At Greg’s undergraduate graduation, three years ago!

Questions for the day:

  • What limiting belief did you let go of?
  • What is one thing coming up that you can get a jump on starting today?

a year of living simply: week 14

Happy Wednesday, my friends! This morning, I was woken up by a wild turkey gobble-gobble-squawking on the lawn outside my bedroom window. It was quite a unique alarm to wake up to and a funny sight to usher in my day. 🙂

Today is going by quickly thanks to a mix of writing, “housekeeping” business type stuff, errands, and a gym session where I tried out the elliptical for the first time in a long time. It was exciting to do some cardio again without pain! My PT is working, slowly but surely — I just have to keep being patient and doing my exercises.

Now it’s time for this week’s simplicity…

year of living simply

Last week’s challenge — inspired by Lauren Singer, a 23-year-old blogger living in NYC who hasn’t produced ANY waste in two-plus years — was to pay attention to how much waste you produce and try to produce less. I found that simply being attentive helped me produce less garbage. For example, I refrained from using paper towels whenever possible, and instead of grabbing a stack of paper napkins at Starbucks, I only took one. I made sure to recycle even small pieces of paper, like oatmeal packets, that can easily sneak into the garbage. I reused envelopes when mailing packages at the post office. Instead of using Ziplock baggies to pack my veggie snacks, I used reusable containers. {Purchasing glass containers is on my to-do-list!} I aim to continue being aware of and working to reduce my waste, and I have a goal of learning how to start a compost container, too, for food waste. My sweetheart composts and it was something I was attracted to about him from the very beginning — his care for small details to help the environment. #treehuggersmakemeswoon

allyn trees

This week’s challenge was inspired by a conversation I had with my sweetie earlier this week. We always call each other to say goodnight and talk about our days, and sometimes we wind up on these conversational tangents that are really fascinating and I feel like I learn so much more about him from our long meandering talks. Anyway, somehow we got on the topic of how we perceive ourselves, and he said something I wasn’t anticipating: that sometimes he is surprised by things I say about myself here, on my blog.
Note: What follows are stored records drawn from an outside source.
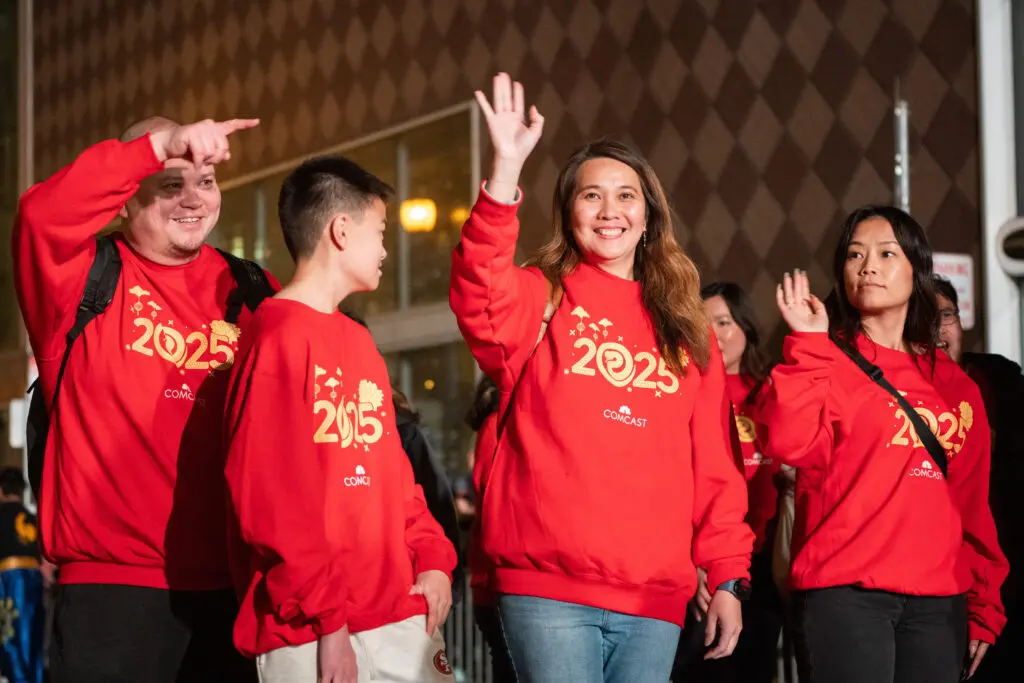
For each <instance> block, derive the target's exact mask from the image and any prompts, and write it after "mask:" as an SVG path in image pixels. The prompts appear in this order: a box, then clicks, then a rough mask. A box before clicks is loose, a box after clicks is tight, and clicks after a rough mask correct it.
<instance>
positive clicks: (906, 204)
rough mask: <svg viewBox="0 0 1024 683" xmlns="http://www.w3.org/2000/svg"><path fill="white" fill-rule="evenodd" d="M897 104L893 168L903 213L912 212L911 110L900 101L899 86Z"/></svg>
mask: <svg viewBox="0 0 1024 683" xmlns="http://www.w3.org/2000/svg"><path fill="white" fill-rule="evenodd" d="M896 88H897V91H896V102H895V104H894V106H893V125H894V133H895V135H894V139H895V142H896V145H895V146H896V155H895V160H894V161H895V167H894V168H893V197H894V198H895V204H896V206H898V207H899V208H900V209H902V210H903V211H906V212H907V213H909V212H910V110H909V108H908V106H907V103H906V100H905V99H899V84H897V86H896Z"/></svg>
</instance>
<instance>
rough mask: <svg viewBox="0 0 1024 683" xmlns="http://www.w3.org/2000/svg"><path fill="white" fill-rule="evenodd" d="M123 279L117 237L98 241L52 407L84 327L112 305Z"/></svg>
mask: <svg viewBox="0 0 1024 683" xmlns="http://www.w3.org/2000/svg"><path fill="white" fill-rule="evenodd" d="M120 279H121V252H120V251H118V245H117V243H116V242H115V238H114V236H113V234H104V236H102V237H98V238H96V255H95V256H94V257H93V259H92V265H91V266H89V272H88V274H87V275H86V276H85V289H84V290H83V292H82V300H81V301H79V304H78V310H77V311H76V313H75V323H74V324H73V325H72V326H71V330H69V331H68V335H67V337H66V338H65V339H66V344H65V353H63V356H62V357H61V358H60V369H59V370H58V371H57V379H56V383H55V384H54V386H53V401H52V402H53V403H55V402H56V397H57V392H58V390H59V388H60V381H61V380H62V379H63V373H65V369H66V368H67V366H68V358H69V357H70V356H71V349H72V346H73V345H74V343H75V340H76V339H78V338H79V336H80V335H81V334H82V331H83V330H85V326H87V325H88V324H89V323H91V322H92V319H93V318H94V317H96V315H99V314H100V313H101V312H103V311H104V310H106V307H108V306H110V305H111V301H113V300H114V293H115V292H116V291H117V289H118V281H119V280H120ZM51 410H52V409H51Z"/></svg>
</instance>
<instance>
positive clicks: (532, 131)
mask: <svg viewBox="0 0 1024 683" xmlns="http://www.w3.org/2000/svg"><path fill="white" fill-rule="evenodd" d="M494 89H495V91H494V96H493V98H492V101H489V102H488V101H487V97H486V95H484V94H483V93H482V92H480V91H479V90H477V91H476V92H475V95H476V101H477V102H479V104H480V110H481V111H482V112H483V117H484V119H486V121H487V129H488V130H489V131H490V143H492V145H493V146H494V150H495V158H496V159H503V160H508V161H515V162H517V163H519V164H520V165H521V164H522V163H523V162H525V161H526V158H527V157H528V156H529V153H531V152H532V151H534V147H536V146H537V142H538V140H540V139H541V131H542V130H543V129H544V117H542V116H541V113H540V112H538V111H537V108H536V106H530V108H529V125H528V126H527V125H526V103H525V96H524V94H523V90H522V84H521V83H518V82H516V83H513V81H512V79H511V78H510V77H509V75H508V74H505V73H501V74H498V75H497V76H495V82H494Z"/></svg>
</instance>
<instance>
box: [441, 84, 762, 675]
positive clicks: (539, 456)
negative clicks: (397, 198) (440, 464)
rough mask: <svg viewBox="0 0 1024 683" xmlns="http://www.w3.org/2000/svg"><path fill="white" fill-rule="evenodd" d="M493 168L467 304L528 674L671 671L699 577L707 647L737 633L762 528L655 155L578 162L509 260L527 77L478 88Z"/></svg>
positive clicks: (494, 560)
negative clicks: (486, 94) (755, 539)
mask: <svg viewBox="0 0 1024 683" xmlns="http://www.w3.org/2000/svg"><path fill="white" fill-rule="evenodd" d="M477 99H478V100H479V102H480V108H481V109H482V111H483V114H484V116H485V118H486V120H487V127H488V129H489V131H490V140H492V144H493V146H494V151H495V162H494V166H493V169H492V173H490V176H489V178H488V179H487V181H486V182H485V183H484V185H483V187H482V189H481V191H480V196H479V199H478V200H477V202H476V205H475V206H474V208H473V210H472V212H471V214H470V218H469V220H468V221H467V223H466V225H465V227H464V228H463V233H462V241H461V242H460V244H459V246H458V248H457V249H456V252H455V256H454V260H453V266H452V292H451V302H452V309H453V310H454V311H455V313H456V317H457V318H458V321H459V326H460V328H461V330H462V332H463V335H464V336H465V338H466V340H467V342H468V343H469V346H470V348H471V349H472V351H473V353H474V355H475V356H476V358H477V361H478V362H479V364H480V366H481V368H482V369H483V370H484V372H485V373H486V374H487V375H489V376H490V377H492V378H493V379H494V380H495V382H496V383H497V384H498V388H499V391H500V392H501V408H500V410H499V424H498V445H497V451H496V453H495V458H494V461H493V463H492V465H490V471H489V475H488V480H487V485H486V487H485V489H484V490H485V493H484V496H483V501H482V510H481V514H482V518H481V519H482V525H481V533H482V548H483V551H484V553H485V554H486V555H487V557H488V560H489V563H490V564H492V565H493V567H494V570H493V574H492V578H490V585H492V588H493V589H494V590H495V591H496V592H497V593H498V595H499V615H500V618H501V624H502V627H503V630H504V633H505V637H506V639H507V641H508V645H509V651H510V654H511V656H512V660H513V663H514V665H515V669H516V673H517V675H518V677H519V680H520V681H523V682H525V683H530V682H540V683H549V682H550V683H556V682H557V683H562V682H563V681H573V682H574V683H603V682H605V681H608V682H615V683H618V682H620V681H622V682H624V683H625V682H626V681H629V682H630V683H646V682H647V681H650V682H657V683H664V682H665V681H666V680H668V677H669V671H670V669H671V666H672V660H673V656H674V654H675V649H676V644H677V642H678V637H679V627H680V625H681V624H682V623H683V620H684V617H685V613H686V603H687V601H688V600H689V599H690V598H691V597H692V595H693V592H694V589H695V585H696V569H695V568H694V562H695V563H696V564H697V565H698V566H700V567H701V568H703V569H706V570H707V572H708V577H709V585H710V586H711V587H713V590H714V597H713V598H712V601H711V606H710V609H709V617H708V620H707V626H708V639H709V643H711V642H712V641H714V640H715V639H716V638H717V641H718V642H717V645H716V646H715V647H714V648H713V649H712V650H711V652H710V655H711V656H724V655H727V654H728V653H730V652H731V651H732V648H733V647H735V643H736V639H737V637H738V635H739V629H740V608H739V601H738V599H737V595H738V596H743V595H744V594H745V589H746V587H748V583H746V582H748V579H749V575H748V567H749V564H750V554H751V544H752V537H753V535H752V533H751V530H750V528H749V527H748V526H746V525H745V524H744V523H743V515H744V512H745V509H746V492H745V487H744V485H743V478H742V476H741V475H740V473H739V472H738V471H737V469H736V467H735V465H734V463H733V462H732V458H731V456H730V454H729V451H728V449H727V445H726V441H725V433H724V424H725V420H724V417H723V416H726V415H727V411H728V407H727V403H726V401H725V394H724V387H725V372H724V368H723V365H722V358H721V353H720V351H719V350H718V346H717V344H716V343H715V340H714V337H713V334H712V332H711V328H710V323H709V319H708V316H707V313H706V312H705V310H703V305H702V302H701V300H700V295H699V284H698V279H697V272H696V268H695V267H694V266H693V263H692V262H691V261H690V259H689V258H687V256H686V255H685V254H684V253H683V251H682V250H681V249H680V247H679V245H678V244H677V243H676V240H675V237H674V232H673V224H672V217H671V212H670V209H669V205H668V201H667V200H666V197H665V193H664V190H663V188H662V186H660V183H659V182H658V180H657V177H656V176H655V175H654V173H653V171H652V170H651V168H650V166H649V165H648V164H647V163H646V162H645V161H644V160H643V159H641V158H640V157H639V156H638V155H636V154H635V153H634V152H632V151H631V150H629V148H628V147H626V146H625V145H623V144H620V143H616V142H609V141H599V142H594V143H591V144H588V145H586V146H585V147H583V148H582V150H580V151H579V152H577V153H575V154H574V155H572V157H570V158H569V160H568V162H567V163H566V165H565V167H564V168H563V169H562V171H561V173H560V175H559V177H558V179H557V181H556V187H555V198H554V223H555V224H554V230H553V233H552V237H551V239H550V241H549V242H548V243H547V245H545V246H544V247H543V248H542V249H541V250H540V252H539V253H538V254H537V256H536V257H535V259H534V265H532V266H531V267H528V268H520V267H517V266H516V265H515V264H514V263H513V257H514V254H515V245H516V240H517V238H518V231H519V223H518V220H517V218H516V212H517V209H518V205H519V202H520V200H521V196H522V195H521V191H520V190H519V189H518V181H519V174H520V172H521V170H522V166H523V163H524V162H525V161H526V158H527V157H528V155H529V153H530V152H531V151H532V148H534V146H535V145H536V144H537V142H538V140H539V139H540V136H541V129H542V126H543V119H542V118H541V116H540V114H539V113H538V112H537V109H536V108H534V109H531V110H530V113H529V114H530V124H529V125H528V126H527V125H526V124H525V115H526V110H525V104H524V96H523V90H522V86H521V85H519V84H514V85H513V83H512V82H511V80H510V79H509V77H508V76H507V75H505V74H501V75H499V76H498V77H496V79H495V92H494V98H493V100H492V101H489V102H488V101H487V100H486V98H485V97H484V96H483V95H482V94H481V93H477Z"/></svg>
For example, a few weeks ago when I posted about how I’m learning to say “No” to things and how I tend to say “Maybe” and hem and haw and dread until I eventually say “No” and feel like I’m letting the person down — Allyn said that he never had that view of me at all. He sees me as someone who is very intentional about how I spend my time and proactive about committing to the things that matter to me. Of course, he admitted, there are surely things in my daily life and routine and work obligations, etc. that he doesn’t know about, but still — it got me thinking.
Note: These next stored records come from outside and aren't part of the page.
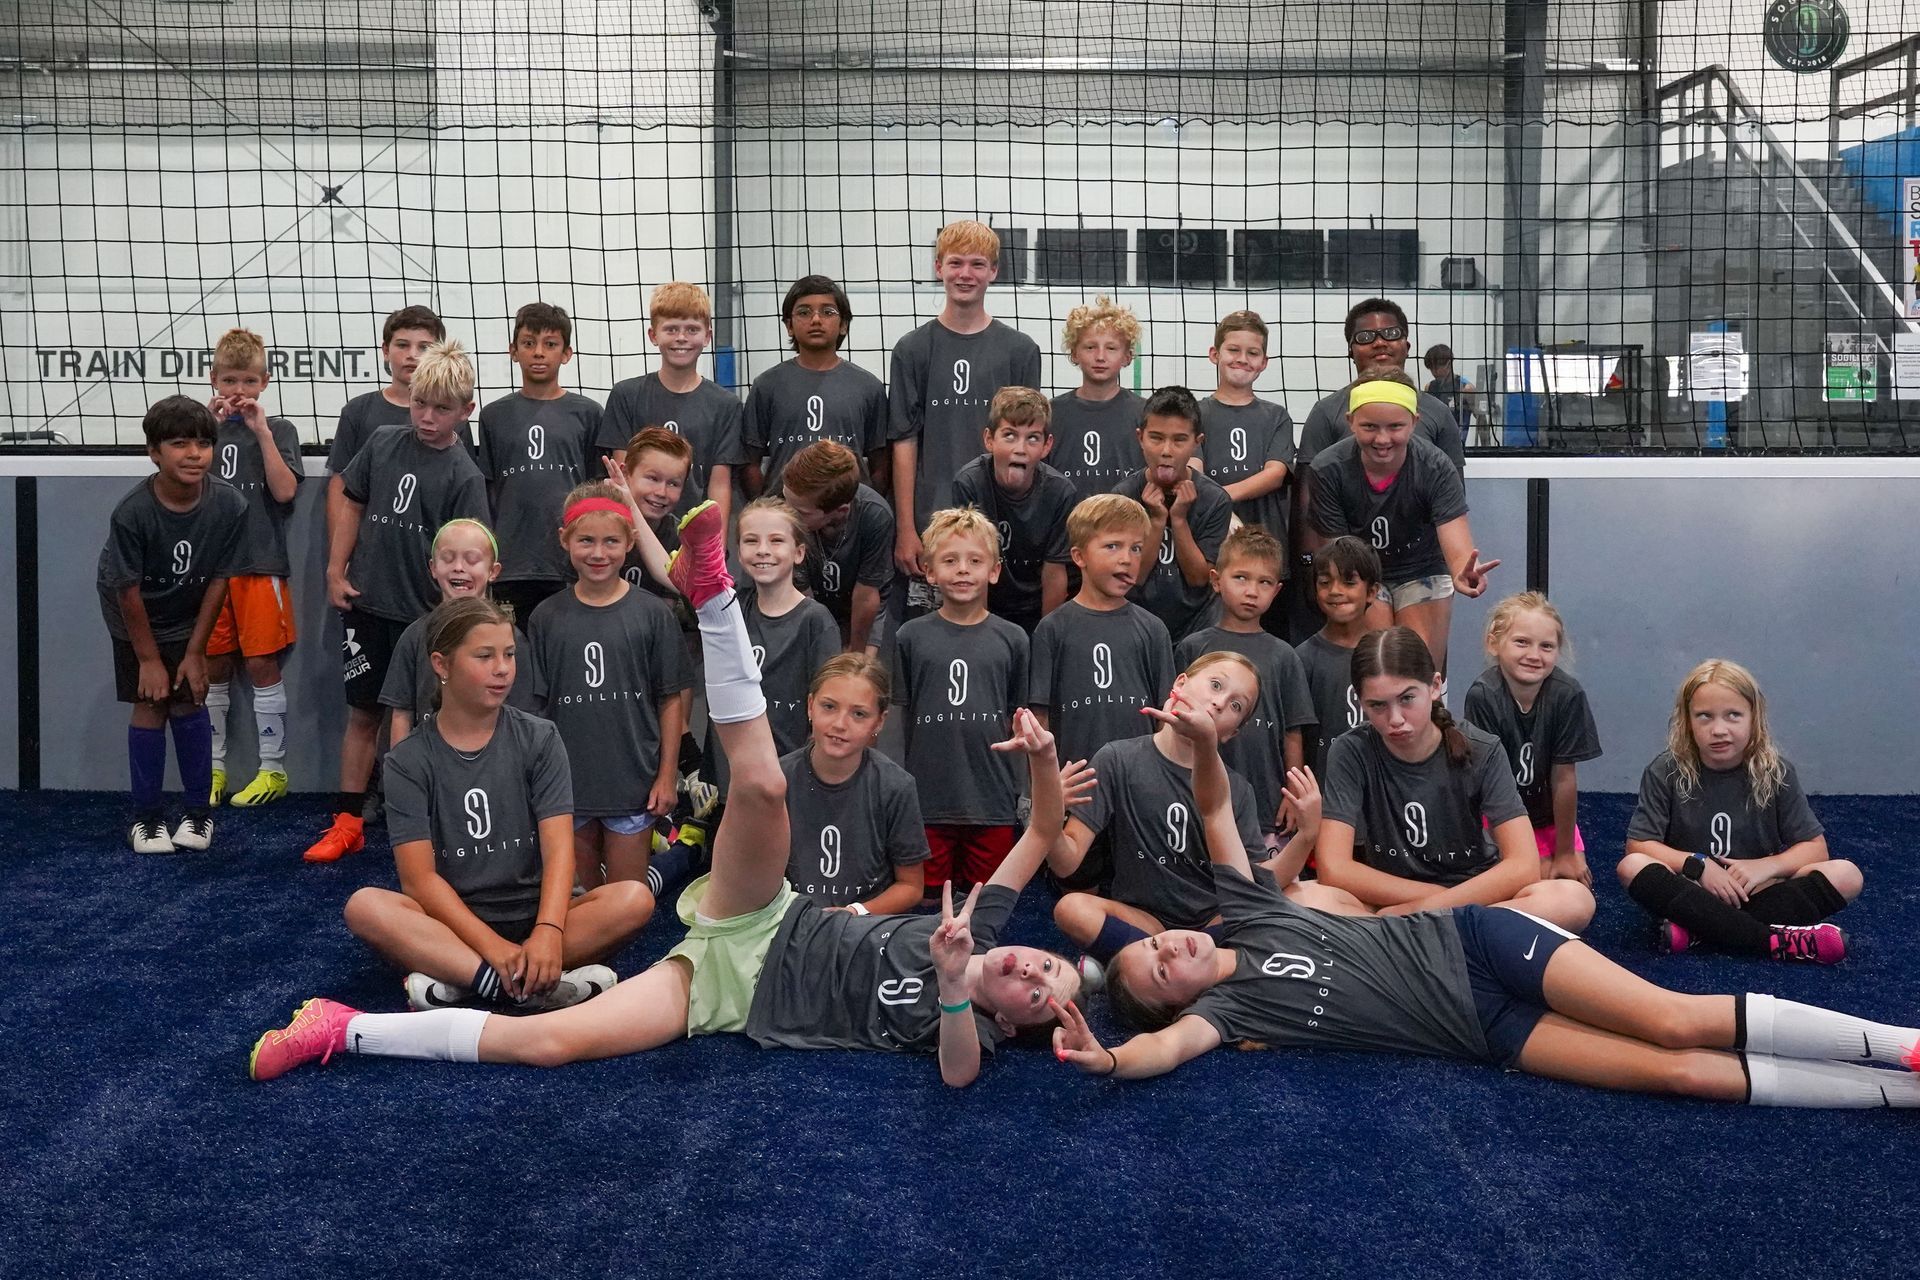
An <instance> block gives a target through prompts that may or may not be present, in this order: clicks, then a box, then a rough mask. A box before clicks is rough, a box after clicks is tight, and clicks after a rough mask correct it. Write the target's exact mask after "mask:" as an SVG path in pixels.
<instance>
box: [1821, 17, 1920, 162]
mask: <svg viewBox="0 0 1920 1280" xmlns="http://www.w3.org/2000/svg"><path fill="white" fill-rule="evenodd" d="M1897 61H1905V63H1907V79H1905V81H1903V83H1901V86H1899V88H1895V90H1891V92H1885V94H1880V96H1878V98H1868V100H1866V102H1857V104H1853V106H1851V107H1843V106H1839V92H1841V88H1843V86H1845V83H1847V81H1851V79H1857V77H1862V75H1866V73H1868V71H1878V69H1880V67H1885V65H1889V63H1897ZM1893 104H1899V106H1901V121H1903V127H1905V129H1912V127H1914V125H1920V33H1914V35H1910V36H1907V38H1905V40H1895V42H1893V44H1887V46H1885V48H1876V50H1874V52H1872V54H1860V56H1859V58H1855V59H1853V61H1843V63H1839V65H1837V67H1834V71H1832V88H1828V96H1826V148H1828V152H1839V123H1841V121H1851V119H1859V117H1860V115H1868V113H1872V111H1876V109H1878V107H1891V106H1893Z"/></svg>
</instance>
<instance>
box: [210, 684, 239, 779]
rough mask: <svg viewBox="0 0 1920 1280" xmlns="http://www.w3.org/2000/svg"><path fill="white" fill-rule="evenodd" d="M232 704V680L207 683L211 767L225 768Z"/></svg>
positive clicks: (233, 694) (233, 702)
And when I tried to come up with specific examples of things I have said “Yes” to lately that I really haven’t wanted to do, my list was pretty dang short. A lot of memories I have of that behavior are pretty far in the past, like back in my high school and college days. I realized that maybe, without realizing it, I’ve been holding onto a limiting belief about myself and haven’t given myself credit for learning and growing. Maybe I am a different person now — stronger, more self-aware, more intentional and proactive about my time and my commitments — than I used to be when I was afraid to say, “No.” Perhaps in this instance, there is more truth in the way that Allyn sees me, than in the way I see myself.

view of trees

So this week’s challenge is to do some journaling about your beliefs: about yourself, your life, your relationships, your world. Be honest. Don’t write about what you “think” you should believe; write the story you tell yourself, deep down. Then reflect on what you’ve written. Is something you believe about yourself holding you back? Is anything an old, worn-out belief that is no longer serving you? How about letting go of it? If you are the type of person who likes ritual {as I do!} write your limiting belief or idea on a slip of paper and burn it to symbolize releasing it from your life.

Questions for the morning:

  • How did you reduce the waste you produce?
  • What is one limiting belief or idea that you could let go of today?